The newer investments are especially informative because they show the breadth of the thesis in action: geospatial digital twins at Terria, critical minerals at ElectraLith, embodied AI and companion robotics at Andromeda, quantum sensing at Deteqt, and enterprise AI governance at Aigentsphere. This is not a one-theme firm; it is a deep tech platform that keeps returning to the same meta-pattern: difficult science, real-world deployment, and measurable operational value.
Portfolio Highlights
Main Sequence’s portfolio is broad, but a few names capture the style well:
- Q-CTRL, which fits the firm’s quantum and next-generation computing interest.
- Morse Micro, which reflects its hardware, connectivity, and infrastructure depth.
- Loam Bio, which maps to its climate and bioeconomy themes.
- Emesent, which sits squarely in robotics and autonomy.
- Advanced Navigation, which underscores robotics, aerospace, and sensing.
- SunDrive, which fits clean energy and hard-tech manufacturing.
- Terria, which shows comfort with infrastructure software and geospatial data.
- ElectraLith, which is a clean-energy and critical-minerals example.
- Andromeda Robotics, which demonstrates embodied AI and healthcare-adjacent robotics.
- Deteqt, which demonstrates quantum sensing and defensible hardware science.

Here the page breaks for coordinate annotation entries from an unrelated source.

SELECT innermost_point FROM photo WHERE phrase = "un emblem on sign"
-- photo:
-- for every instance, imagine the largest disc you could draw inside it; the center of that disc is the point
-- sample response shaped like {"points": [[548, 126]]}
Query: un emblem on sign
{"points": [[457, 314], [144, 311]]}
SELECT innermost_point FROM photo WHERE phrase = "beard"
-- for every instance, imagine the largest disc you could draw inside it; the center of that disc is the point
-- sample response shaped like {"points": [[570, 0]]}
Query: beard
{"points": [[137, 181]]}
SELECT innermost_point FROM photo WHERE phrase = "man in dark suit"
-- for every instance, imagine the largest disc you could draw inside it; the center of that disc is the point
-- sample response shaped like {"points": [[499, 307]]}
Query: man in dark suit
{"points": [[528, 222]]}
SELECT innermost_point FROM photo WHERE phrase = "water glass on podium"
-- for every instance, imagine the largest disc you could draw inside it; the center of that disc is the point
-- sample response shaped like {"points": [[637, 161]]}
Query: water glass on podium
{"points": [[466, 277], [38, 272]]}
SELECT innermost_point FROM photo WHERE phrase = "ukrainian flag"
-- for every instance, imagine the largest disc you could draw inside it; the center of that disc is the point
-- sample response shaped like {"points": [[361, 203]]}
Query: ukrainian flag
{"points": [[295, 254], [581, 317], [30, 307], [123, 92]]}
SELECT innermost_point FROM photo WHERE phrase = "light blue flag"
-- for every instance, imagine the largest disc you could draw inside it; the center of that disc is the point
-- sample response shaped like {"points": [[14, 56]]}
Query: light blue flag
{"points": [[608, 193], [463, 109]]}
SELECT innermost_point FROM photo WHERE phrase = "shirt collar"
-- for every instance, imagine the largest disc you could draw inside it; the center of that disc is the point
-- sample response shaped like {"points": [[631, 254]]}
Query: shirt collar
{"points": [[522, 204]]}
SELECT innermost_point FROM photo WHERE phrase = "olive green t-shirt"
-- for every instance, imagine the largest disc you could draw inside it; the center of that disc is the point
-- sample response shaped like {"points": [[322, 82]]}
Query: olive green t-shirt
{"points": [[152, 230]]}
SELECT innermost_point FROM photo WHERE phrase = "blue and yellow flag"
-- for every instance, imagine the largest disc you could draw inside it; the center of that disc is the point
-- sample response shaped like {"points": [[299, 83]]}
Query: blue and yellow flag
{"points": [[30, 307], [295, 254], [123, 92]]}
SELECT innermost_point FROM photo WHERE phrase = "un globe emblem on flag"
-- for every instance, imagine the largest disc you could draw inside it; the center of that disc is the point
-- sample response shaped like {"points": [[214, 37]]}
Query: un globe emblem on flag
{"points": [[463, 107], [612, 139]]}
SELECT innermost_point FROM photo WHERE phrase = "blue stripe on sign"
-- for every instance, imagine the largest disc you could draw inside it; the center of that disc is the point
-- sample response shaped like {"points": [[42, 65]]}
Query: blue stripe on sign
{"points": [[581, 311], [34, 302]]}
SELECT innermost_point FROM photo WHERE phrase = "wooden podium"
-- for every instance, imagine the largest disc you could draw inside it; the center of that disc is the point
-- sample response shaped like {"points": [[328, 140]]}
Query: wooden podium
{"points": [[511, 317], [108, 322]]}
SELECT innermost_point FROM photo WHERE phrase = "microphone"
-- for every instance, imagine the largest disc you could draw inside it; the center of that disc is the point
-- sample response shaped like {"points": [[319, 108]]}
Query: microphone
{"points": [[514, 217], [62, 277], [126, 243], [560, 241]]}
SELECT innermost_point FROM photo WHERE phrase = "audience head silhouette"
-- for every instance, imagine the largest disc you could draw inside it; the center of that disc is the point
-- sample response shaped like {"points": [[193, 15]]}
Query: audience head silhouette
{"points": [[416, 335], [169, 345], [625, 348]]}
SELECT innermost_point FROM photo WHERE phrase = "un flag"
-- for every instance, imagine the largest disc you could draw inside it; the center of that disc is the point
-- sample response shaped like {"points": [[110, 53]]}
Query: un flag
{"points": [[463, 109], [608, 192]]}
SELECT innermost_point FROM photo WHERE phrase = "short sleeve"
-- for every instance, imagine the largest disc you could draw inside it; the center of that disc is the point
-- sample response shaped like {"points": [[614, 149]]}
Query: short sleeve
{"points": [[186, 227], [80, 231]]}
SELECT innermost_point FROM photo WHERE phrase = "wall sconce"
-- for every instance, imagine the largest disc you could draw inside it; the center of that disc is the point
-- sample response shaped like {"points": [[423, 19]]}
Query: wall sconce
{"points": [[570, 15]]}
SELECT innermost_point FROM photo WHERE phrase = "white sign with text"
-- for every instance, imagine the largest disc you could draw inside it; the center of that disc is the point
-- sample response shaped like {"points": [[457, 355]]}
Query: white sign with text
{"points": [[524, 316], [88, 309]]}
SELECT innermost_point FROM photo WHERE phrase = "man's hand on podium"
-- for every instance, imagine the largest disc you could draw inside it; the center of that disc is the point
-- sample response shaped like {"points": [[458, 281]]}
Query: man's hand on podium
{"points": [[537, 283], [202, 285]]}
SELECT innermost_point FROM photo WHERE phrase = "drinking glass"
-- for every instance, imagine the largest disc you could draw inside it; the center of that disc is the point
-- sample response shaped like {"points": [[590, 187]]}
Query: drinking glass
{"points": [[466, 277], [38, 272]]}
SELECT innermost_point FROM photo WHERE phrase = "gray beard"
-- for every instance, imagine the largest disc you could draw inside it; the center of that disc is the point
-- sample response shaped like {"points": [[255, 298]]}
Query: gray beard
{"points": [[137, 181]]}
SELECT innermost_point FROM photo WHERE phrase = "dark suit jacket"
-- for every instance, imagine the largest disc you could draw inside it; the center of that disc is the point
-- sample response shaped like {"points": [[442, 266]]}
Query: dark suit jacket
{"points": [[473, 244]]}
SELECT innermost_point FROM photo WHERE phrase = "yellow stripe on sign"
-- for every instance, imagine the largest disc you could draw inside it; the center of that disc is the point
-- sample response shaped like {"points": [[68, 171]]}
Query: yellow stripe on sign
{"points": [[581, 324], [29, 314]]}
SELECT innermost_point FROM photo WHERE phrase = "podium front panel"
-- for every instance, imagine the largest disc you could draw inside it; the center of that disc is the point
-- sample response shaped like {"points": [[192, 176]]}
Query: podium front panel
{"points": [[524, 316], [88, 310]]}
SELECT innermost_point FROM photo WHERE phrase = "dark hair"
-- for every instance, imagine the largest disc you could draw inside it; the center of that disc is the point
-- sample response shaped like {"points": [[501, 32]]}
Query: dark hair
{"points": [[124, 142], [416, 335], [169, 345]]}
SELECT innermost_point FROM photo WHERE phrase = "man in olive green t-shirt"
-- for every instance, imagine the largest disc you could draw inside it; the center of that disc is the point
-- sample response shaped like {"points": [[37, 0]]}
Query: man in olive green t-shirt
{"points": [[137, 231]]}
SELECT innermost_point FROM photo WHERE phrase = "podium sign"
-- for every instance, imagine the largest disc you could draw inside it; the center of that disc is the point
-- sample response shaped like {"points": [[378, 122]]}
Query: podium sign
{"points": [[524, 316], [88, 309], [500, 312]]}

The portfolio strongly supports the idea that Main Sequence likes companies where technical depth, long cycles, and real-world deployment matter more than growth-hacking.
Team
- Bill Bartee, Managing Partner
- Gabrielle Munzer, Partner
- Mike Zimmerman, Partner
- Elaine Stead, Principal
- Jun Qu, Investment Manager
- Grace Bird, Head of Atmosphere Pre-seed Fund
The team structure matters because the firm appears organized around thematic ownership. That supports the view that Main Sequence is not a generic committee shop; it is a specialist platform with investors aligned to challenge areas.
Decision Process
The decision process looks partnership-driven rather than solo-GP led. The site emphasizes an apprenticeship model, hands-on support, and direct work with founders on customer introductions, business model questions, and strategic guidance. That points to a collaborative internal process where conviction is formed through discussion, technical depth, and founder engagement rather than quick financial screening alone.

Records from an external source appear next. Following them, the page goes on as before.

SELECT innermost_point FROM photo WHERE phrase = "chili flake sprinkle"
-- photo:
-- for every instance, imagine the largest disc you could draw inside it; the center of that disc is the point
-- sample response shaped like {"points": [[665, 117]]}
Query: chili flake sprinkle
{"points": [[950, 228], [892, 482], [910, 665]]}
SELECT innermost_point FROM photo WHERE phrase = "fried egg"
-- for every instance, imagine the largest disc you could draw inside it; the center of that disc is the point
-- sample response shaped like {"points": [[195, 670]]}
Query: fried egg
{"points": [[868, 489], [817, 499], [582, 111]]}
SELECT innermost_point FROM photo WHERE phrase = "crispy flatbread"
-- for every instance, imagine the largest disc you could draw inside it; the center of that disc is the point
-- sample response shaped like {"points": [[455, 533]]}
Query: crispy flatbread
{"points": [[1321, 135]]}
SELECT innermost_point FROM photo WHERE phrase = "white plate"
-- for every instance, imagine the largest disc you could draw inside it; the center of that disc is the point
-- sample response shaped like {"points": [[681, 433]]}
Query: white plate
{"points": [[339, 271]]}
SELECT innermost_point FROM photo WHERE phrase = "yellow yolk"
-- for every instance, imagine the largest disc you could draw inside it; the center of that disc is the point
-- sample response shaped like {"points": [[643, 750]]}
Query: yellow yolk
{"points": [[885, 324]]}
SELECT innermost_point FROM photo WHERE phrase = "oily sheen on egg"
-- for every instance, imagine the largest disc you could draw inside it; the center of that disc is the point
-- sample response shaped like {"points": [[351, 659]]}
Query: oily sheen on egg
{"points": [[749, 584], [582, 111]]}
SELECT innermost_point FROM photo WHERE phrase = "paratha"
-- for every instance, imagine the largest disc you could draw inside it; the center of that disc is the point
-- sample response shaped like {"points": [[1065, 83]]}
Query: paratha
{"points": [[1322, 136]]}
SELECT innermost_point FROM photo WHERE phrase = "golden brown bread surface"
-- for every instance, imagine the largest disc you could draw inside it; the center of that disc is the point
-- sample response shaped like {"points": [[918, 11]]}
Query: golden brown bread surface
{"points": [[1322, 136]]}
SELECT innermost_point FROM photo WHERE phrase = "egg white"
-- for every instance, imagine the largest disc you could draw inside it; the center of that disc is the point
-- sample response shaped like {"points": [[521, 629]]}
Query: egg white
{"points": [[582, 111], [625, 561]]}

The firm also seems willing to spend time on pre-investment support, especially through Atmosphere and office-hour style interactions. That suggests a measured process that values comprehension of the science, the market, and the commercialization path.
Founder Preferences
Main Sequence clearly prefers technical founders, researchers, and spinout teams working on hard problems. It repeatedly emphasizes founders connected to publicly funded research and people who can translate lab-grade science into venture-scale companies. The firm is drawn to founders with deep technical credibility, patience, and the ability to operate through long product and market development cycles.
It also seems to favor founders who are willing to work closely with the firm on strategy, hiring, customer discovery, and commercialization. The implicit anti-thesis is a company that is not genuinely deep tech, lacks a defensible technical wedge, or does not have a credible path from research to deployment.
Geographic Focus
Main Sequence is Australia-first. Its headquarters are in Eveleigh, NSW, and its origin story is tightly linked to CSIRO and Australia’s research ecosystem. At the same time, its portfolio and recent activity show global ambition. The firm talks about building global companies, collaborates with a global co-investor base, and supports international scaling when the company merits it.
The practical summary is straightforward: Australia is the home base and sourcing advantage, but the market is global when the science and customer pain are big enough.